By the way, when Hyndman-Fan concluded their article, they recommend Method 8 be adopted as the standard. According to the two authors, with Method 8 “quantile estimates are approximately median-unbiased regardless of the distribution, making this method the most viable for calculating quantiles”. Sorry fellas, looks like Method 6 will be the first “standard” method across applications.

 

Replicating the Quartile Calculations for any Method using VBA

I’ll end this post with a User Defined Function that allows you to replicate any of the six Hyndman-Fan methods listed in the table above. No matter what statistical package you encounter, if their quartile calculation is based on any one of these methods, you can replicate their quartile this function. Also, if you have Excel 2007, you won’t have the QUARTILE.EXC function available to you. You can use this User Defined Function and get the same functionality.

.

This User Defined Function is based on a procedure originally posted by Jerry W. Lewis (a former Excel MVP) in 2008. I kept the core math, which I don’t truly understand (Don’t Judge Me), and built around it. Simply copy this code to a standard module.

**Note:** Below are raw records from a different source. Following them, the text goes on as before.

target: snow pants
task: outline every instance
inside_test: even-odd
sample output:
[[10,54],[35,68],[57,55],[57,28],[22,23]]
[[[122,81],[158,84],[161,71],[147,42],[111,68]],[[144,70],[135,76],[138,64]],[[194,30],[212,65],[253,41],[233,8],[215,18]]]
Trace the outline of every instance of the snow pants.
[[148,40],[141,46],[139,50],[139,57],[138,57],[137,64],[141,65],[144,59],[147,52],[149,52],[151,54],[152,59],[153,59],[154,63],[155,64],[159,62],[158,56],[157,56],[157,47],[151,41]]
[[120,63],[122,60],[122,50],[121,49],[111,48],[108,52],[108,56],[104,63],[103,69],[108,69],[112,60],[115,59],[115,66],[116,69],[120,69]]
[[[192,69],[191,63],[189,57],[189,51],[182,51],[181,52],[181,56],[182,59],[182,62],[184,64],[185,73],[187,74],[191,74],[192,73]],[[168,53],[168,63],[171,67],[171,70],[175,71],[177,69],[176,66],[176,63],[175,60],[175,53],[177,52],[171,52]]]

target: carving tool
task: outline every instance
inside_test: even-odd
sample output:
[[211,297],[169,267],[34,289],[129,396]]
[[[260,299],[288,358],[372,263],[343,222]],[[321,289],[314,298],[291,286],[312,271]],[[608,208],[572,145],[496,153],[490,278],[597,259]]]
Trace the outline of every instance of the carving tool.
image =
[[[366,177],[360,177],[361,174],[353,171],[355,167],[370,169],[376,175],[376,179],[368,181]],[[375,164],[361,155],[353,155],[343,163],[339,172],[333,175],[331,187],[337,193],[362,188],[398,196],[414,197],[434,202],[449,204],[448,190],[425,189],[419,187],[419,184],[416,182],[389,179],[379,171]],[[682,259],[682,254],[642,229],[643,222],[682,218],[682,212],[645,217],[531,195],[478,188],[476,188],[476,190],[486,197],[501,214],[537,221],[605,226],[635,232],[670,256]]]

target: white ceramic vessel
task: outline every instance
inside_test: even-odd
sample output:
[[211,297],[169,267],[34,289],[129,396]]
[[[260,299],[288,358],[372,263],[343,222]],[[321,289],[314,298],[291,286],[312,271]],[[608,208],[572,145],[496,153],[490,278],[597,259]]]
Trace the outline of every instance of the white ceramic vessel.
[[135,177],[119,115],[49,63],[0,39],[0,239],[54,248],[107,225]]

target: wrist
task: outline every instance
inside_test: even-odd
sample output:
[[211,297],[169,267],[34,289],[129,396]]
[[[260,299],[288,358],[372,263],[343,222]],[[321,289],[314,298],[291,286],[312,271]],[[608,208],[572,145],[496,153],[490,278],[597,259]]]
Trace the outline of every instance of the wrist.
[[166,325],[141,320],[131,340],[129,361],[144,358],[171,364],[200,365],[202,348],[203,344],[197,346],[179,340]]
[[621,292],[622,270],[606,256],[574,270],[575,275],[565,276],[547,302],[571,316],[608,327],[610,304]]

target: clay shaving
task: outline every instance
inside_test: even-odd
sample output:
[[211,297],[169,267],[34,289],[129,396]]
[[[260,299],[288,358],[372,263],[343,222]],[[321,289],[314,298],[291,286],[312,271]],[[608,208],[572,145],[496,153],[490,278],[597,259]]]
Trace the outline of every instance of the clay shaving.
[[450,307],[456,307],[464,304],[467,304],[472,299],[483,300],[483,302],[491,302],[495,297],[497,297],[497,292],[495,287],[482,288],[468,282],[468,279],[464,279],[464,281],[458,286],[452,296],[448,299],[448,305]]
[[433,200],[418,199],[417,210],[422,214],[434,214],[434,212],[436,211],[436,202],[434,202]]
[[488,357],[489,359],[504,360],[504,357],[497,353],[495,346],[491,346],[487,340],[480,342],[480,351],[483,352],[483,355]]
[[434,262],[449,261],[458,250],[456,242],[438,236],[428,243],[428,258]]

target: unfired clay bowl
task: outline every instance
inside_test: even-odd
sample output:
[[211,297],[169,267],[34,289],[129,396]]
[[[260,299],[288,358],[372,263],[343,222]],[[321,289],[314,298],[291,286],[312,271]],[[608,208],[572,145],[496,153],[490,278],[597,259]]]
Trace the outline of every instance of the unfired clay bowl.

  1. Function Quantile(MyRange As Range, p As Double, Optional m As Variant)
  2. 'Mike Alexander: www.datapigtechnologies.com
  3. 'Based on Code originally posted by Jerry W. Lewis (former Excel MVP)
  4. '***************************************************************************
  5. 'This function will replicate various quantile calcuations found in statistical software packages.
  6. 'Calculation is determined by the Hyndman-Fan method used.
  7.  
  8. 'Hyndman-Fan Method 4 Replicates: SAS(PCTLDEF=1), R(type=4), Maple(method=3)
  9. 'Hyndman-Fan Method 5 Replicates: R(type=5), Maple(method=4)
  10. 'Hyndman-Fan Method 6 Replicates: Excel(QUARTILE.EXC), SAS(PCTLDEF=4), R(type=6), Minitab, SPSS, BMDP, JMP, Maple(method=5)
  11. 'Hyndman-Fan Method 7 Replicates: Excel (QUARTILE and QUARTILE.INC), R(type=7), S-Plus, Maxima, Maple(method=6)
  12. 'Hyndman-Fan Method 8 Replicates: R(type=8), Maple(method=7)
  13. 'Hyndman-Fan Method 9 Replicates: R(type=9), Maple(method=8)
  14. '***************************************************************************
  15. 'Call function from Excel Spreadhseet by entering
  16. '=Quantile(Range, p, m)
  17.  
  18. 'Enter p as the fraction of the population (.25 for quartile 1, .75 for quartile 3, etc....)
  19. 'Enter m as the Hyndman-Fan Quantile method number (4, 5, 6, 7, 8 or 9)
  20. 'If m is left blank, the function will use method 6 by default
  21. '***************************************************************************
  22.  
  23. Dim n As Long
  24. Dim i As Long
  25. Dim QDef As Double
  26. Dim x As Double
  27.  
  28. 'Identify method and set the interpolation basis used
  29. Select Case m
  30. Case Is = 4
  31. QDef = 0
  32. Case Is = 5
  33. QDef = 0.5
  34. Case Is = 6
  35. QDef = p
  36. Case Is = 7
  37. QDef = 1 - p
  38. Case Is = 8
  39. QDef = (p + 1) / 3
  40. Case Is = 9
  41. QDef = (p + 1.5) / 4
  42. Case Else 'Use Hyndman-Fan 6 by default
  43. QDef = p
  44. End Select
  45.  
  46. 'Count values within MyRange and calculate the required position index
  47. n = WorksheetFunction.Count(MyRange)
  48. x = n * p + QDef
  49. i = WorksheetFunction.Max(WorksheetFunction.Min(Fix(x), n), 1)
  50.  
  51. 'Perform interpolation and return answer
  52. If (x - i) >= 0 And i < n Then
  53. Quantile = (1 - (x - i)) * WorksheetFunction.Small(MyRange, i) + (x - i) * WorksheetFunction.Small(MyRange, i + 1)
  54. Else
  55. Quantile = WorksheetFunction.Small(MyRange, i)
  56. End If
  57.  
  58. End Function

Notes: I tested this function in Excel with Hyndman-Fan Methods 6 and 7. It seems to fully replicate the results I get with QUARTILE.EXC and QUARTILE.INC. I don’t have R, SAS, or any other statistical package so I can’t fully test the other four methods (4, 5, 8, and 9). Be sure to do some self-testing if you plan on using this function. Feel free to let me know if you find that it needs tweaks.

 

One you’ve pasted the code into a standard module in your workbook, you can enter this formula syntax:

=Quantile (Range, p, m)

Enter p as the fraction of the population (to get quartile 1 enter .25, to get quartile 3 enter .75, etc…)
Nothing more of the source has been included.